Summary of the invention
The purpose of the present invention is aiming at the deficiencies in the prior art and provides that a kind of raw material is cheap, step is relatively easy, behaviour Make easy, the preparation method of Chiral Amine separating effect preferable chiral metal organic macrocycle crystalline material.

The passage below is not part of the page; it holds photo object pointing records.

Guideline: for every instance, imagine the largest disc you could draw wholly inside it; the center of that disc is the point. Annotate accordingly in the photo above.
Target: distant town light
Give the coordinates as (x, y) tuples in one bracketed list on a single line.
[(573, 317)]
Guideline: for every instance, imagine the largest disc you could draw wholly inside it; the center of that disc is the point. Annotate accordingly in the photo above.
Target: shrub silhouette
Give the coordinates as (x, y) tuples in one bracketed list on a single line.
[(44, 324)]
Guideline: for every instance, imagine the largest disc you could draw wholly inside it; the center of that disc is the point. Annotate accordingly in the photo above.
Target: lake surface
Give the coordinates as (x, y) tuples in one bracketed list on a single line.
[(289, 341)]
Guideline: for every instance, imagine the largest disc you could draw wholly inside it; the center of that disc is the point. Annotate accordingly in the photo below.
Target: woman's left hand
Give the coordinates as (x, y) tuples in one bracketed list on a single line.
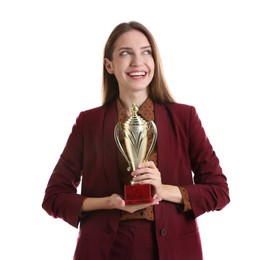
[(148, 173)]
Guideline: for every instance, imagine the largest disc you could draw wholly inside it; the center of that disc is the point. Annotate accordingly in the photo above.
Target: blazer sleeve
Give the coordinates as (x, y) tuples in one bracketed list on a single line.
[(61, 199), (210, 189)]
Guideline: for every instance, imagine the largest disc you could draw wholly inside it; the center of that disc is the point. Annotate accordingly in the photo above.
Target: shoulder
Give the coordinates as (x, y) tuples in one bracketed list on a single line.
[(92, 113), (180, 110)]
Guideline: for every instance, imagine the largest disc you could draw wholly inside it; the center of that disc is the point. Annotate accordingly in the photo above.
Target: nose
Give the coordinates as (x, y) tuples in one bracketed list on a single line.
[(136, 60)]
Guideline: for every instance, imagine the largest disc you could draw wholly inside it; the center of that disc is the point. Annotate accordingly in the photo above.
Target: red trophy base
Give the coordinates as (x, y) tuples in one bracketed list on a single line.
[(137, 194)]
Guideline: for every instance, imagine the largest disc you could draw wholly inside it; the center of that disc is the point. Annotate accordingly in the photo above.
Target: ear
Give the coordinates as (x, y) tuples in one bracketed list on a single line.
[(108, 65)]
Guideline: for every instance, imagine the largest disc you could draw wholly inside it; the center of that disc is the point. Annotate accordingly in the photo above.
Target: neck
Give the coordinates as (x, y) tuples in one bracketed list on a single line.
[(128, 101)]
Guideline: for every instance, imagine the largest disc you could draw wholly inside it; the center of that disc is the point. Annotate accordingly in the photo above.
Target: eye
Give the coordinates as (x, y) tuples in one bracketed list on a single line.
[(125, 53), (148, 52)]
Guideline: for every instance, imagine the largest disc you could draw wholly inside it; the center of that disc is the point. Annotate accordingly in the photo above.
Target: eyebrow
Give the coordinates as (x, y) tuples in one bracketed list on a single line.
[(128, 48)]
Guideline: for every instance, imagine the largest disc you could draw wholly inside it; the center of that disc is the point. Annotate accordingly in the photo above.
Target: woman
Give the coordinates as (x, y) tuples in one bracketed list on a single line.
[(183, 167)]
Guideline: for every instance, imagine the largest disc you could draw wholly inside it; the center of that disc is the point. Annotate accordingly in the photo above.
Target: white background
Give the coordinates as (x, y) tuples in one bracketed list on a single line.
[(215, 57)]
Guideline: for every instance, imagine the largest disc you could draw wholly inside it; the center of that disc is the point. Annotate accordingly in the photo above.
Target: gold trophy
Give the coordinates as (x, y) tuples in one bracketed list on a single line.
[(135, 133)]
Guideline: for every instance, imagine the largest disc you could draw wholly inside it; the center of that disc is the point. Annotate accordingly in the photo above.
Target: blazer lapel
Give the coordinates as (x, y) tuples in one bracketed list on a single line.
[(110, 149)]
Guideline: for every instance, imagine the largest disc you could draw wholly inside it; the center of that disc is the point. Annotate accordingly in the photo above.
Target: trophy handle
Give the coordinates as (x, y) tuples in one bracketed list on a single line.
[(154, 138), (117, 129)]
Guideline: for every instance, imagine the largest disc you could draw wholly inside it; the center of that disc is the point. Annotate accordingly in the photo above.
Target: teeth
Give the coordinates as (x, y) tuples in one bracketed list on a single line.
[(140, 73)]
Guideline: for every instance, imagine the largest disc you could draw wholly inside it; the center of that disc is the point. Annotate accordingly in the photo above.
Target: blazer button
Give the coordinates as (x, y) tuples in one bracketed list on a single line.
[(163, 232)]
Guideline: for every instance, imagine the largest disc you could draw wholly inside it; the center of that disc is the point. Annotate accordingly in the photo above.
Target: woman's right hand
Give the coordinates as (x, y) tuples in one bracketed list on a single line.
[(117, 202)]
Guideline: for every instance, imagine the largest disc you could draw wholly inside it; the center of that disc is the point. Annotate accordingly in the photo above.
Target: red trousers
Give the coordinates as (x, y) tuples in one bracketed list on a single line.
[(135, 241)]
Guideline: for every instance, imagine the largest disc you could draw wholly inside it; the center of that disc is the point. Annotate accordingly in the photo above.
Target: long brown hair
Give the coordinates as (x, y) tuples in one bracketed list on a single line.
[(158, 89)]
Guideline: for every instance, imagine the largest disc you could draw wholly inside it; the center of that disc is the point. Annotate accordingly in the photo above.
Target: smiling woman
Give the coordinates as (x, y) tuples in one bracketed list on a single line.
[(165, 227)]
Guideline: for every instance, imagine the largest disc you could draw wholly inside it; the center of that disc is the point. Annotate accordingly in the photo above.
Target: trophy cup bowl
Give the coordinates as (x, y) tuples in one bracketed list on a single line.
[(135, 132)]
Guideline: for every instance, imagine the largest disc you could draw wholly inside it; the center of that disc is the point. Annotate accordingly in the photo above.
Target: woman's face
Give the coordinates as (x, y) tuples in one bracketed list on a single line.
[(132, 62)]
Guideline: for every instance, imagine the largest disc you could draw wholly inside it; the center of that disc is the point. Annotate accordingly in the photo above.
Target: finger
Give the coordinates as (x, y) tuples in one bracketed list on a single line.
[(149, 164)]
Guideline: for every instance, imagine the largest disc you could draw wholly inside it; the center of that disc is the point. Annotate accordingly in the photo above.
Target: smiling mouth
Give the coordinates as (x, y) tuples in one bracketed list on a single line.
[(137, 74)]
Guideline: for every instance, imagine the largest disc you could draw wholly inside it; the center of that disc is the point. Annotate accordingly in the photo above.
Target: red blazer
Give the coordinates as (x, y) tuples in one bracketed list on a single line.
[(185, 158)]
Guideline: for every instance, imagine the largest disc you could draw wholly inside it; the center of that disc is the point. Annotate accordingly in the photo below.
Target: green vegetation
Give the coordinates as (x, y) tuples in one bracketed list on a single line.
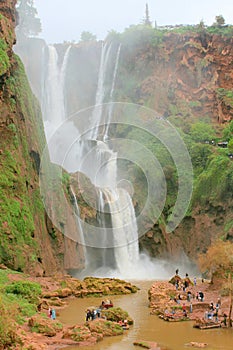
[(29, 23), (18, 301), (4, 58)]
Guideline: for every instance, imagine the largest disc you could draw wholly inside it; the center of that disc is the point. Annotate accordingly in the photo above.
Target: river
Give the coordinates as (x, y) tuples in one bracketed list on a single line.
[(146, 327)]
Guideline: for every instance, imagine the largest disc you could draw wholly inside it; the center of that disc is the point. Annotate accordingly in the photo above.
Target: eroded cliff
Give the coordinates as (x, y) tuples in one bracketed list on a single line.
[(29, 242)]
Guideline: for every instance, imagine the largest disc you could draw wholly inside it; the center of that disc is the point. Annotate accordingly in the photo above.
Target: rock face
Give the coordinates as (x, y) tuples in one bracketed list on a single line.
[(29, 242), (186, 76)]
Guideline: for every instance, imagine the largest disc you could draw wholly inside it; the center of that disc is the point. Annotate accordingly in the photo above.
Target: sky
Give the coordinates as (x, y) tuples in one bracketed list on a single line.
[(65, 20)]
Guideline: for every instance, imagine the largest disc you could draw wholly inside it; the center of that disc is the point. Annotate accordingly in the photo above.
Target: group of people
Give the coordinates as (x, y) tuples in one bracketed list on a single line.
[(52, 314), (93, 313), (213, 312)]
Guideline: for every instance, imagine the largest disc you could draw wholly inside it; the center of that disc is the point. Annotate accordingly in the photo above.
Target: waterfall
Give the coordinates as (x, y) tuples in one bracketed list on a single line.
[(120, 243), (78, 221), (96, 159), (111, 93), (53, 102), (97, 112), (125, 234)]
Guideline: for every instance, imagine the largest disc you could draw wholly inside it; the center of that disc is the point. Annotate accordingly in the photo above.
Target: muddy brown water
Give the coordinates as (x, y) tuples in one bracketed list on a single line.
[(146, 327)]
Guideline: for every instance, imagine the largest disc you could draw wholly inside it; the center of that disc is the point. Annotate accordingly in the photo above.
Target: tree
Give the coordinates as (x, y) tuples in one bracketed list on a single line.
[(87, 36), (146, 20), (201, 131), (220, 21), (219, 259), (230, 146), (29, 23)]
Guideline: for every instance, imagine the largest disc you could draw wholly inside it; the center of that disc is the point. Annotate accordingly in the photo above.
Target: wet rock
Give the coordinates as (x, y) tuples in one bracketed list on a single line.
[(105, 327), (78, 333), (116, 314), (197, 345), (149, 345), (44, 326)]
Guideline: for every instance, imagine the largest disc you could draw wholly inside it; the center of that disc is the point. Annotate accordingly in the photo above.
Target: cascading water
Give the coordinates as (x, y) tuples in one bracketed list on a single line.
[(97, 112), (109, 116), (119, 253)]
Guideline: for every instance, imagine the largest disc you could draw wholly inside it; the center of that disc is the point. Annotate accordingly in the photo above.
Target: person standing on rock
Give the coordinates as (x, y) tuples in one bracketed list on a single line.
[(53, 315)]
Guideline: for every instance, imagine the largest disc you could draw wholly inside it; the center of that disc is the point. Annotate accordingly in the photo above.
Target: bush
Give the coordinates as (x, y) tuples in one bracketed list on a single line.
[(8, 336), (29, 290)]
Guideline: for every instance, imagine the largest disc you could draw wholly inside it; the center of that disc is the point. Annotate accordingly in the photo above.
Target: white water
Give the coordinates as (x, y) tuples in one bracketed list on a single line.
[(119, 255), (81, 239), (108, 121), (97, 113)]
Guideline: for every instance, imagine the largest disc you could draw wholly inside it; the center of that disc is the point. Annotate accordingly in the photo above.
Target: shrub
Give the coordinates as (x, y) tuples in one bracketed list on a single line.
[(29, 290)]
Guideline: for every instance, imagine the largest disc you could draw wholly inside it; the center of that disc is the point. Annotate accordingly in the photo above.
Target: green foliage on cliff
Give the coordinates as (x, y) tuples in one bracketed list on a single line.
[(20, 202), (4, 59), (18, 300)]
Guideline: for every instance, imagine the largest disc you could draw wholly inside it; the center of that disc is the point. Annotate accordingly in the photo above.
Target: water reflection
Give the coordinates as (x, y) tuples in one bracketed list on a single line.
[(146, 326)]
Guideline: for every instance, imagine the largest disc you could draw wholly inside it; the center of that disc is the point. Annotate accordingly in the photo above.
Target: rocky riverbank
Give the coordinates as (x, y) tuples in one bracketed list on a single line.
[(199, 301), (26, 302)]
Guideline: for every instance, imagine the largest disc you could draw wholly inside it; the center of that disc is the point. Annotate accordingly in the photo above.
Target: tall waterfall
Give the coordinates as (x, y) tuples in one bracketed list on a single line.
[(53, 106), (97, 112), (93, 156), (111, 93)]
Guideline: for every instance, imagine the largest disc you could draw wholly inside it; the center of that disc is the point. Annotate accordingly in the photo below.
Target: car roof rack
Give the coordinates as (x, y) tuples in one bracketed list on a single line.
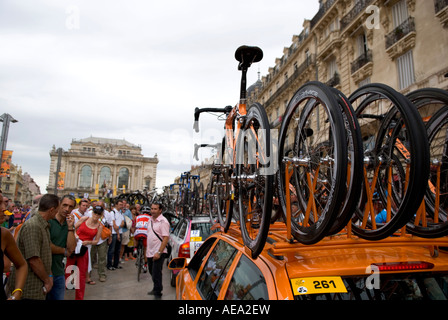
[(279, 244)]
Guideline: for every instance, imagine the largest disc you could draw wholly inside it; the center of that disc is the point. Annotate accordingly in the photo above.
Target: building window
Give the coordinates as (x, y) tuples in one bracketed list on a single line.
[(105, 178), (85, 179), (405, 66), (400, 13), (123, 178)]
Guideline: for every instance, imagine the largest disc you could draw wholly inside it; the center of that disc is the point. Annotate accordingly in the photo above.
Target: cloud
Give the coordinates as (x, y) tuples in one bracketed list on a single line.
[(133, 70)]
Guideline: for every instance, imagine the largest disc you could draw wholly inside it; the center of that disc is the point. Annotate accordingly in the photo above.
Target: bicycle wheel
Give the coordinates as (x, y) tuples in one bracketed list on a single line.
[(354, 166), (255, 177), (434, 222), (396, 160), (319, 160)]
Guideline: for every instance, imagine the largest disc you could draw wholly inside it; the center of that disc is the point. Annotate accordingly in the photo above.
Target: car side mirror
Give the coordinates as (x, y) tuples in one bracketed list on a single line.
[(177, 263)]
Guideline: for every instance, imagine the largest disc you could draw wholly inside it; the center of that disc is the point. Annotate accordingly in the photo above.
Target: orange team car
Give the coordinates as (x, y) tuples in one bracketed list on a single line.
[(342, 267)]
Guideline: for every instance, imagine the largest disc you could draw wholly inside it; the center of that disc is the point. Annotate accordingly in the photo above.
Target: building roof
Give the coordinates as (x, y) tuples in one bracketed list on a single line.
[(98, 140)]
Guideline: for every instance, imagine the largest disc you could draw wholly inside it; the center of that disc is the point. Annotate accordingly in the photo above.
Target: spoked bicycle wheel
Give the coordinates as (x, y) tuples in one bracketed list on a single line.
[(396, 156), (354, 166), (255, 176), (432, 104), (313, 129), (431, 220), (223, 190)]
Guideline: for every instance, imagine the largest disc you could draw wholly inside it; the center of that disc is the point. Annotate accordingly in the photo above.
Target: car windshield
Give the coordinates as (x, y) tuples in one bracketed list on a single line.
[(201, 229), (399, 286)]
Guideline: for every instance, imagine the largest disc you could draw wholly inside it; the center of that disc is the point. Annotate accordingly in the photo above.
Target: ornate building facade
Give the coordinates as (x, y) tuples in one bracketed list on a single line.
[(99, 166), (349, 43)]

The purpose of the present invention can be achieved through the following technical solutions:
A kind of preparation method of the metal organic macrocycle crystalline material for resolving chiral amine, the method first synthesis of chiral Part (1R, 2R)-H2L, this chiral ligand (1R, 2R)-H2L is R type, is specially (1R, the 2R)-N-2-hydroxyl-3-tert-butyl group-5- (4-pyridine) benzylidene-the N '-2-hydroxyl-3-tert-butyl group-5-(4-pyridine) benzyl-cyclohexanediamine, then passes through solvent thermal Method prepares the metal organic macrocycle crystalline material for resolving chiral amine, specifically includes following steps:
(1) chiral ligand (1R, 2R)-H2The preparation of L:
1. (1R, 2R)-cyclohexanediamine one side hydrochlorate is joined in absolute methanol, dissolve, be configured to mixed solution, then It is 1 according to the mol ratio of (1R, 2R)-cyclohexanediamine one side hydrochlorate Yu the 3-tert-butyl group-2-hydroxyl-5-(4-pyridine) benzaldehyde: (1~1.2), are slowly added to the 3-tert-butyl group-2-hydroxyl-5-(4-pyridine) benzaldehyde absolute methanol solution, add at 70~80 DEG C Hot reflux reaction 6~8h, rotation is evaporated off methanol solvate, and washs with absolute ether, filter, dries, obtain intermediate product 1b;
2. intermediate product 1b above-mentioned steps 1. prepared is dissolved in absolute methanol, at 0 DEG C, according to reducing agent and step 1. in, the mol ratio of (1R, 2R)-cyclohexanediamine one side hydrochlorate is (10~15): 1, is dividedly in some parts reducing agent, and is sufficiently stirred for 1 ~3h, rotation is evaporated off methanol solvate, adds water stirring 10~20min, repeatedly extracts with ether, and organic facies anhydrous sodium sulfate is done Dry, it is spin-dried for, prepares intermediate product 1c;
3. intermediate product 1c above-mentioned steps 2. prepared is dissolved in absolute methanol, dissolves, is configured to mixed solution, then adds Enter the same step the most same amount of 3-tert-butyl group-2-hydroxyl-5-(4-pyridine) benzaldehyde absolute methanol solution, add at 70~80 DEG C Hot reflux reaction 6~8h, rotation is evaporated off methanol solvate, enters in water by residual reaction drop, i.e. has khaki solid to separate out, mistake Filter, drying i.e. prepare chiral ligand (1R, 2R)-H2L;
(2) preparation of metal organic macrocycle crystalline material:
Chiral ligand (1R, the 2R)-H of gained is prepared by step (1)2L and zinc salt are 1 in molar ratio: (2~3) join In the mixed solution of DMF and absolute methanol, it is sufficiently stirred for dissolving, under the conditions of 80~85 DEG C, isothermal reaction 10~12h, it is cooled to room temperature, filters, by gained crystal with after ether washing for several times, be placed in air and dry, i.e. prepare There is the metal organic macrocycle crystalline material of chiral separation function.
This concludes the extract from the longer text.